3) TIMELINES - From the issuing of the 10 day notice (April 15), to filing the RTB claim (May 3) and having the hearing (June 13), to obtaining the order of possession (June 17), obtaining the writ of possession (July 2) with the court bailiff on site (July 9) it took us exactly 100 days to evict this tenant simply for non-payment of rent from April 1. This timeline is extremely long due to a series of issues which could have easily been avoided with some basic management prior to our takeover.

4) DILIGENCE - If we had a lease on file, contact information, any way to contact the tenant faster than sending a letter and leaving the same on their door, we could have acted faster with the 10 day notice as we could have assumed the tenant was not paying rent and had no intention to. In most cases, 10 day notices are issued in the first 5 days of the month once the bank responds with any insufficient funds (NSF) notifications. In this case, even earlier (the 2nd) as the tenant had not supplied banking information or any other form of payment. If rent goes unpaid and a 10 day notice has been mailed on the 5th, it is considered legally delivered and expired by the 22nd of the same month. Again, if we had a lease on file, we could have filed for a "direct request" in which a decision can be turned around within days rather than waiting 6 weeks for a hearing and then days (4) for the written decision and order of possession. Not having a lease on file added at least 52 days to this process which added another 7 as Sundays do not count towards service requirements, and 2 more as neither do stat holidays. 61 day delay due to not having a lease...

5) PROCESS GOING FORWARD - Now that we have possession of the unit, it will be rented to a fully vetted tenant who has proven their ability to pay the rent, show up on time, communicate effectively, and maintain a tenant's insurance policy. There will be a lease on hand and banking information supplied to allow us to withdraw rent fund directly from their account. With a direct request available to us, if this next tenant decides to not pay the rent and we move forward with eviction, worst case scenario we are looking at 39 days before we have possession of the unit again.

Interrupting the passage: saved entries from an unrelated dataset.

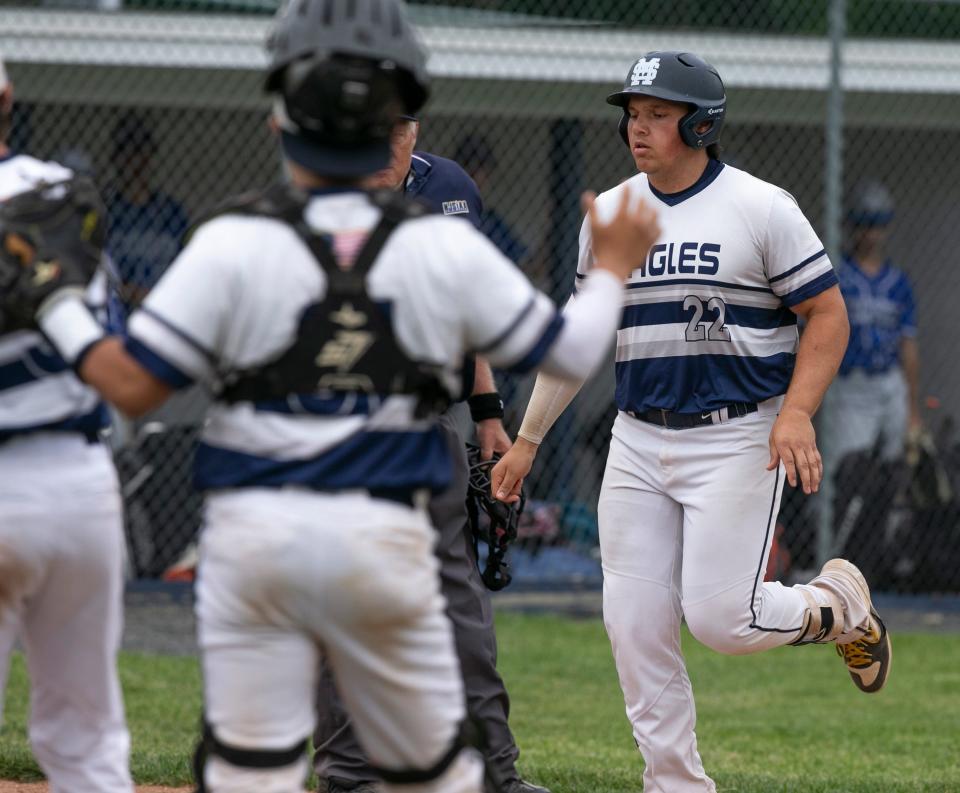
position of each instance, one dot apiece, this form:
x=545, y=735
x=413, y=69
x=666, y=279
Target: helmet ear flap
x=622, y=127
x=693, y=119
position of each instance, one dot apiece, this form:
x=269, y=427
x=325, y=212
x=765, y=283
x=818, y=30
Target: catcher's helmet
x=343, y=71
x=51, y=236
x=677, y=77
x=491, y=521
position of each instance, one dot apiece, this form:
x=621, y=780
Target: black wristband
x=485, y=406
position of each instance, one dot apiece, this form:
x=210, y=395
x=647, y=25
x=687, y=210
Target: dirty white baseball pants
x=686, y=520
x=287, y=574
x=61, y=590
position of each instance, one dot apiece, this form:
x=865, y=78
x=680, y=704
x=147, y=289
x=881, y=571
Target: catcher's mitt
x=51, y=237
x=491, y=521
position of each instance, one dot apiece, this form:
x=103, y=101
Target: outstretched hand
x=621, y=246
x=793, y=441
x=508, y=474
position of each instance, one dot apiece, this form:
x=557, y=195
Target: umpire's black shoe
x=519, y=786
x=336, y=785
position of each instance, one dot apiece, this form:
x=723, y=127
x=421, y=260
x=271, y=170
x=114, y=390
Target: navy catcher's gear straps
x=245, y=758
x=345, y=343
x=469, y=736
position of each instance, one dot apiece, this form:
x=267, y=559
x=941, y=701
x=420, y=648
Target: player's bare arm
x=910, y=360
x=617, y=246
x=824, y=339
x=121, y=380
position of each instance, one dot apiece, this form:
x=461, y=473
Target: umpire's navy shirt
x=445, y=186
x=448, y=190
x=882, y=313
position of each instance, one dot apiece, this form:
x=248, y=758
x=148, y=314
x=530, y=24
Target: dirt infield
x=41, y=787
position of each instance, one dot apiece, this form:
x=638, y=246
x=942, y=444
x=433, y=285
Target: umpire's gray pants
x=468, y=606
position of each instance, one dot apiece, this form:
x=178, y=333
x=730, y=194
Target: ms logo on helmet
x=645, y=72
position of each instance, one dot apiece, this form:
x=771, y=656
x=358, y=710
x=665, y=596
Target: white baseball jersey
x=225, y=305
x=38, y=390
x=707, y=320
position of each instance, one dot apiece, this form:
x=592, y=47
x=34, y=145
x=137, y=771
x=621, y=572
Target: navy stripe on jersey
x=809, y=260
x=343, y=405
x=539, y=350
x=393, y=461
x=178, y=332
x=156, y=365
x=711, y=172
x=811, y=289
x=673, y=312
x=30, y=366
x=88, y=424
x=698, y=383
x=697, y=281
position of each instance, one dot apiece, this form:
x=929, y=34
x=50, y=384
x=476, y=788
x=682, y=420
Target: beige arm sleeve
x=549, y=399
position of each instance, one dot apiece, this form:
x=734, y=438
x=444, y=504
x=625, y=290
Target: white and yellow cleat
x=868, y=658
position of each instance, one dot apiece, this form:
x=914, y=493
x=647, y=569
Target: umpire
x=339, y=761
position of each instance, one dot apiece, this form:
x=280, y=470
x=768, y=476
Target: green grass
x=779, y=722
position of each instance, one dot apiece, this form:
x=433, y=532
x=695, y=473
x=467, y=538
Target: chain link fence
x=854, y=107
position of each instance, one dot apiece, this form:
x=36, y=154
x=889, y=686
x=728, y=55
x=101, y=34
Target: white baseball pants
x=287, y=574
x=61, y=590
x=686, y=521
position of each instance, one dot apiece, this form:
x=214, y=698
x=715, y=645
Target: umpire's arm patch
x=459, y=207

6) RESULTS & FINANCIAL COMPARISON - Just for fun, the difference between 100 days and 39 days is financially huge:

39 days to evict:

  • $2,045.90 in missed rent ($52/day or $1,600/month)
  • With a lease and credit information of the tenant, you can attempt to collect on this amount and any damages via the RTB and small claims court. Also, in our experience, a properly vetted tenant does not pay the rent because they are unable to and they work with you on a smooth transition with little to no damage, turnover expenses, etc. When you bring an order or writ of possession to someone and explain to them that they will be removed from their home in X days against their will or they can clean up and leave on their own accord, 9 times out of 10, they do the latter saving you more money and headache for both parties.
  • Damages: $200 mailing and filling fees

Total: $2,245.90

100 days to evict:

  • $5,245.90 in missed rent ($52/day or $1,600/month)
  • Damages: $2,000 for bailiff, $3,500 for turnover expenses, $200 mailing and filling fees
  • Without a lease and credit information of the tenant, you cannot attempt to collect on this amount or any damages as you do not know who you are going after...

Total: $10,945.90

Many people voice their opinions of the RTB and how it favours tenants. As professional rental managers, we see both sides. A bad Landlord is not diligent, and is therefore punished by the "favourable system" because they cannot file some basic paperwork. These people are tasked with supplying housing to our working public and they should be held to the high standards that the RTB requires in everyday cases. For issues like non-payment of rent, I agree with the process. It is fair and balanced, you just have to run your building or rental property like a business, not an entitlement. It's easier than it sounds and important for everyone.